Eu tenho uma hipótese. Com relação ao fundamental, acho que, quando o governo Itamar resolveu que o Sivam devia passar para o controle da Raytheon, o que aconteceu foi que desarticulou o que havia sido

montado ao redor da Thomson, deixando todo mundo tonto. A Raytheon não deu dinheiro nenhum, ganhou porque o financiamento era melhor e porque o governo americano se empenhou politicamente no assunto. Isso desarticulou todo mundo. Eu acho que é o pano de fundo a partir do qual se montou tanta coisa que me parece difícil entender, tanta confusão ao redor de quase nada.

CONGRESSO

É provável que amanhã ganhemos a reforma tributária no plenário da Câmara. Só que, vale a pena registrar, na última hora o [então deputado] Michel Temer mudou coisas muito importantes que havia combinado conosco.

[...] É pouquíssimo.
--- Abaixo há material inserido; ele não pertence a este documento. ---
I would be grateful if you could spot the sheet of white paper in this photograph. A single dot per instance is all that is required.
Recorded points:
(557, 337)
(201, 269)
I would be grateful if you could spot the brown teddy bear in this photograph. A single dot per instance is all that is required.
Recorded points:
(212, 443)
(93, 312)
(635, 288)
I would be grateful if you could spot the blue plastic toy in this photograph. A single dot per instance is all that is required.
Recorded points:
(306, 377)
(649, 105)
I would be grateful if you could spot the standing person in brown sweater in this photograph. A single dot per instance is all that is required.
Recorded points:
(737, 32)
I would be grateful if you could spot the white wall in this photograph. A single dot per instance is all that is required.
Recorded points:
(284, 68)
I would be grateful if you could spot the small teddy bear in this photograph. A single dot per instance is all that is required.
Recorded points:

Vai haver uma vitória mais política que substantiva, mas dá para perceber que realmente o Congresso não quer mudar nada no que diz respeito às corporações e aos privilégios.

[...] Este é o Brasil de hoje, onde a modernização se faz com a podridão, com a velharia, com o tradicionalismo, o qual na verdade ainda pesa muitíssimo.